Certamente. O Brasil não é um país de leitores. O hábito da leitura por aqui sempre foi discriminado, a nossa elite sempre teve um profundo desprezo pela cultura letrada. Mas nunca havíamos tido um governo que não só tem desprezo pela atividade intelectual, como se orgulha disso! Se sempre fomos um país com deficiências culturais graves, hoje nos tornamos o país que exalta a mediocridade, que tornou a deficiência cultural um valor...

Um dos amigos do protagonista Oséias, o de “olhos manhosos”, tornou-se prefeito da cidade. Consegue estabelecer alguma relação, ainda que de oposição, entre a política e a literatura?


A grande beleza do discurso literário é que ele engloba todos os outros discursos possíveis: o sociológico, o psicanalítico, o histórico, o filosófico, o antropológico, o político, etc – mas não se reduz a nenhum deles. O discurso literário é e sempre será de oposição. Sempre será de apontar os defeitos da sociedade para que ela própria se corrija.

O VERÃO TARDIO
. De Luiz Ruffato
. Companhia das Letras
. 232 páginas
. R$ 49,90.



Sempre um papo com Luiz Ruffato
Dia 14, terça-feira, às 19h30, no auditório da Cemig. Rua Alvarenga Peixoto, 1.200, Santo Agostinho, em Belo Horizonte. Entrada franca.

TRECHO DO LIVRO


“(…) Sentado à janela, nesta poltrona de fibra de vidro, dura e desconfortável, que machuca as costas, o corpo suado sacudido, como toda a lataria do ônibus que segue acelerado pelos paralelepípedos irregulares da Reta da Saudade, dissolvendo-se no lusco-fusco, vejo as luzes dos postes acesas, acesos os faróis dos carros que trafegam em sentido contrário.

Passa o prédio do Tiro de Guerra, O preço da liberdade é a eterna vigilância. Nenhuma lembrança agradável. O subtenente Cortes e o sargento Martinez me tratavam como O-Irmão-do-Moretto, soldado perfeito caso houvesse uma guerra, obediente, responsável, destemido, honrado, combativo, solidário, exemplo para todas as turmas que vieram depois — não eu, claro, mas o João Lúcio. Eu sofria com a brutalidade dos exercícios físicos, a estupidez das marchas, a inutilidade dos plantões, a delação dos recrutas, a subserviência dos monitores, o sadismo do sargento Martinez, os calos provocados pelo coturno, as queimaduras de sol, a frivolidade dos colegas.

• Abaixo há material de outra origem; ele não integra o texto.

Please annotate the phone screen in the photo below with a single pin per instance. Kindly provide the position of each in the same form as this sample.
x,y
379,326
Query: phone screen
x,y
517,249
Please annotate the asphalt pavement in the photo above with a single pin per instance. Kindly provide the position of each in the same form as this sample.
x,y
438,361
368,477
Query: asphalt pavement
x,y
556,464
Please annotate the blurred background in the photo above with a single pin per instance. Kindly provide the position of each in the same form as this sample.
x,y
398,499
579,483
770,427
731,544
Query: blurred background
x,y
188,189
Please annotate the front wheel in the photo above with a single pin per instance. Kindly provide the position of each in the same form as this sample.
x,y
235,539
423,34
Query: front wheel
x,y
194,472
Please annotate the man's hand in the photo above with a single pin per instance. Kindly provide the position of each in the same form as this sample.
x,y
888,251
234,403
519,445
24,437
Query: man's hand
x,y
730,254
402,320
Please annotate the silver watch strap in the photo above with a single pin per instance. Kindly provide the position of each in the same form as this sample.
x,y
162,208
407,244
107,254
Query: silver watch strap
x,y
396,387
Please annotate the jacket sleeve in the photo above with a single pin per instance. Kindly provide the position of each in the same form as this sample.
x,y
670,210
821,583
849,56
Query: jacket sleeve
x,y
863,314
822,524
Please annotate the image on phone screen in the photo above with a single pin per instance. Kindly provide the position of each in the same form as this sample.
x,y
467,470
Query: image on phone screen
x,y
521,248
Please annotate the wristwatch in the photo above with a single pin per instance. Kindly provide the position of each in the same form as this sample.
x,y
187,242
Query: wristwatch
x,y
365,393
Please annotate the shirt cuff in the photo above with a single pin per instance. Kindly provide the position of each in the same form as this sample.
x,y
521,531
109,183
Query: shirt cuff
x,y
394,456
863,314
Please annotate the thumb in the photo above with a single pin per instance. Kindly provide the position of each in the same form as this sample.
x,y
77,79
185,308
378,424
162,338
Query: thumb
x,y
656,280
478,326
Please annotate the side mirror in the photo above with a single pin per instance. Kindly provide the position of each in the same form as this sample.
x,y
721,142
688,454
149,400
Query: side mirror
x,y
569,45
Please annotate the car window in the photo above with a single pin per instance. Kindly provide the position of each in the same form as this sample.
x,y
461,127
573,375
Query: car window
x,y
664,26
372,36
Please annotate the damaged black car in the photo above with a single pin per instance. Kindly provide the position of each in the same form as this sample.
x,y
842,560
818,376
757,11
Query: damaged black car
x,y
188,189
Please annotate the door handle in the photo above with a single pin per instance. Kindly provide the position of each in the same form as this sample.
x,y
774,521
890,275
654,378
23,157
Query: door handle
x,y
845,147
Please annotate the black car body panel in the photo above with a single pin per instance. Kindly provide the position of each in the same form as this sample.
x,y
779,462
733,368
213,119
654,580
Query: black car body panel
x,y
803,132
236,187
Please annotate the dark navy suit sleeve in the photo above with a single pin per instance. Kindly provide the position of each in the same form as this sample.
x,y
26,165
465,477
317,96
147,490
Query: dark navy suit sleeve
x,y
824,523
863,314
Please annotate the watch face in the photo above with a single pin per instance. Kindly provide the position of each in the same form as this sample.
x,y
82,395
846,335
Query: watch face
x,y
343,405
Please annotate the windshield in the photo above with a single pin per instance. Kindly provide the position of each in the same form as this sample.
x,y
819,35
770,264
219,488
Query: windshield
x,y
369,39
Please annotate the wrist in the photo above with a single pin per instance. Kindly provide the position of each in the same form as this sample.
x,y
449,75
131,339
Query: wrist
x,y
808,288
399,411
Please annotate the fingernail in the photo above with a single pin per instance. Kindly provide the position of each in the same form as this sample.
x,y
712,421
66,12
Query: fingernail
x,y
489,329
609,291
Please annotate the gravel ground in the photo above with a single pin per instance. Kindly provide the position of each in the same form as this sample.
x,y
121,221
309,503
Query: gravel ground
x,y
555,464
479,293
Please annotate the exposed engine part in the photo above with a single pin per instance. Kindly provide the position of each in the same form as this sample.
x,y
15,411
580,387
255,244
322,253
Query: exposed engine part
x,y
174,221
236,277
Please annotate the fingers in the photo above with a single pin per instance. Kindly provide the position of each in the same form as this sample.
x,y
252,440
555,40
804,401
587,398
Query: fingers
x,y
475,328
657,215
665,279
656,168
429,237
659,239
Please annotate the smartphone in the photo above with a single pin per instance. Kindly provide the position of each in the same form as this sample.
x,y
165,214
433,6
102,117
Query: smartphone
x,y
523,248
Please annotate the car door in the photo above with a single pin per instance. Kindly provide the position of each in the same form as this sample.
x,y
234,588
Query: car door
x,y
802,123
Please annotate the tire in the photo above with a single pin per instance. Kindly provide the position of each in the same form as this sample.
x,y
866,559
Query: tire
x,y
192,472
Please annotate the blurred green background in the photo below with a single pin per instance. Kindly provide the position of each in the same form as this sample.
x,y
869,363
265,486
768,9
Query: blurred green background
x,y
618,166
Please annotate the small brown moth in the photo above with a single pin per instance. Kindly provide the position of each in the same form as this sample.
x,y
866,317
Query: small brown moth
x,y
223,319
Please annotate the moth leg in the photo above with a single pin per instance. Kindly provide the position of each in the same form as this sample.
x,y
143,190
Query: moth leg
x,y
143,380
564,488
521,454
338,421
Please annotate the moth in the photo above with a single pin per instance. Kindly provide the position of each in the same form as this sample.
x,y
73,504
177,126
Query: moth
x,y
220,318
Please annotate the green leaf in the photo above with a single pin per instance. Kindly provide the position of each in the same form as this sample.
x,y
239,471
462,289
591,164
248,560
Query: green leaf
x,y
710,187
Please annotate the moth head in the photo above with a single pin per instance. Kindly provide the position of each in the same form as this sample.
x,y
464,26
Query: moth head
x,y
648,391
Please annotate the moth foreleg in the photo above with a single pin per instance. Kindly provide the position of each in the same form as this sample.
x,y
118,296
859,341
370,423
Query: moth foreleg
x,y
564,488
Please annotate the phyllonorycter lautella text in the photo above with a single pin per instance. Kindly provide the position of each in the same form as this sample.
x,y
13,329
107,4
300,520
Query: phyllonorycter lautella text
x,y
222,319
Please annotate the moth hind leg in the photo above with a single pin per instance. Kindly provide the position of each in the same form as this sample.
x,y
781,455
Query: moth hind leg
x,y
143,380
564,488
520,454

Silhuetas de enormes galpões abandonados surgem contra a sombra da noite que se estende mansa por sobre o Distrito Industrial. São antigas fábricas, móveis, tecidos, metalurgia, confecções, que faliram, e agora o mato enfezado se adona dos pátios, a água da chuva escarva as paredes, o vento arranca os tetos. Implacável, o tempo corrói, secretamente, o presente que passa, como traça num livro. Quantas vezes, com minha Caloi verde, rompi por essa parte da cidade, então poeirenta estrada de chão batido, de um lado uma árvore ou outra, raquítica, envergonhada, e, do outro, o brejo das margens do rio Pomba, que ali escoa com tanta preguiça que parece uma flecha em repouso. O silêncio. A solidão (…).”